My art practice is often informed by my need to collect, organize, and archive artifacts left behind by loved ones. To me, it is critically important to explore how these artifacts, these remnants of the past, shape identity and understanding of human connection. While personal artifacts allow me to better understand my own identity and experience, historical artifacts help me to better understand the identities and experiences of others.
To better conceptualize how, in my own life, miscommunications have occurred and relationships have shattered, personal artifacts have been incorporated into my installations, mixed media, and sculptural works. In Withdrawal for instance, voicemails were ordered, looped, and transferred to cassette; the messages left narrate the manifestations of my mother’s substance use and my subsequent disengagement. In Correspondence, letters my mother wrote me from rehab were revisited; they functioned as stimuli and propelled me to create response art years after they were penned. In Break Ups, ceramic works destroyed by an ex-lover were mended. Having been inspired by the Japanese Kintsugi method of repairing broken pottery pieces with gold, I was able to take back my voice and speak out against relationship violence.

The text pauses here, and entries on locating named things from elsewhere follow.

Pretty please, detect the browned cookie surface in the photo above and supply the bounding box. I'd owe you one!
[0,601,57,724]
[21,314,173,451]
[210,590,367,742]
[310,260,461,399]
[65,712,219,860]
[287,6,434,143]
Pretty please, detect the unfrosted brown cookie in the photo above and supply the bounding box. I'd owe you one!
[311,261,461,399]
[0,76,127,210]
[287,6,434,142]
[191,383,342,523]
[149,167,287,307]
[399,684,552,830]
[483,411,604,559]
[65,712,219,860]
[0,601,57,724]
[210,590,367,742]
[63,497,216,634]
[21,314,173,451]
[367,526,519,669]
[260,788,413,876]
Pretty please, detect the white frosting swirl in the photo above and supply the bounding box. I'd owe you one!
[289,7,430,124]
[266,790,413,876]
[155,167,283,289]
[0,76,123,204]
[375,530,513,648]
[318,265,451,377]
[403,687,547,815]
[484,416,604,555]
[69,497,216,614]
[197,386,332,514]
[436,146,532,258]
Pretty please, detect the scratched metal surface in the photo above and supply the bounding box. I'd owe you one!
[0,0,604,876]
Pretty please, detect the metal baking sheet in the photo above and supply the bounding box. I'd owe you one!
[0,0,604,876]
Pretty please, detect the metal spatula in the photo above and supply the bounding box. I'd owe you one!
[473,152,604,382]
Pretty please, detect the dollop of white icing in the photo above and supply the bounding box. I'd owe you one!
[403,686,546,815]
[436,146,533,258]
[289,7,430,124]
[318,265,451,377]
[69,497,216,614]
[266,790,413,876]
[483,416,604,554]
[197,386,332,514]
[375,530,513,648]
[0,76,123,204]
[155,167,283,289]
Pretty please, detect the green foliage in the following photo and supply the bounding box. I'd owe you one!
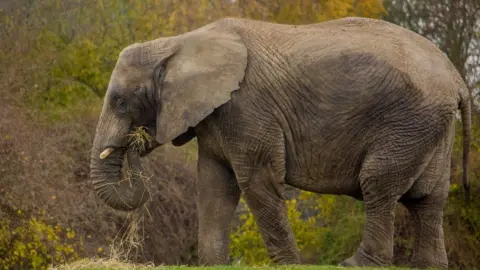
[0,209,82,270]
[230,191,364,265]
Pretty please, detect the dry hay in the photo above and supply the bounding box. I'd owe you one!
[127,126,153,153]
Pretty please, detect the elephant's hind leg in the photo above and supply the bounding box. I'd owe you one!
[197,151,241,265]
[403,178,448,269]
[400,138,451,269]
[340,147,431,266]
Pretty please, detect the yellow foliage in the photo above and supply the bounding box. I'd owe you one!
[0,210,82,270]
[230,191,363,265]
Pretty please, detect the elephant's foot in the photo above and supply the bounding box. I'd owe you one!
[339,248,391,267]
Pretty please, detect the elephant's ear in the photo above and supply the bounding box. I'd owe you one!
[156,24,247,144]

To explore the theme of miscommunication further, and to understand its impact on a global scale, I have also analyzed the influence of historical artifacts on society. Using photography as my chosen medium, I have looked at monuments and the interactions individuals have within a given landscape. In doing so, the effects of alienation on different identities were exposed. In Barriers for example, historical traumas such as the Holocaust and the Berlin Wall were referenced. As the viewer reflects on the atrocities of WWII and the sequence of events that followed, the consequence of building physical and psychological walls becomes apparent. In Shahin, the experiences of a Muslim, Iranian woman exploring NYC were captured in the first few months of Donald Trump’s presidency. Images of her smiling in front of the Statue of Liberty and experiencing sadness at the 9/11 Memorial can be seen. Despite the solidarity depicted in these images, estrangement is still sensed.
In sharing these projects, I had hoped for an increase in communication that would lead to less misunderstanding. When we engage and learn about each other’s pain, connection and healing is made possible. I always consider how others communicate with, and therefore contribute to, my work. For me, the true authenticity of my creations lie in how the materials are obtained and the interactions I have with others along the way.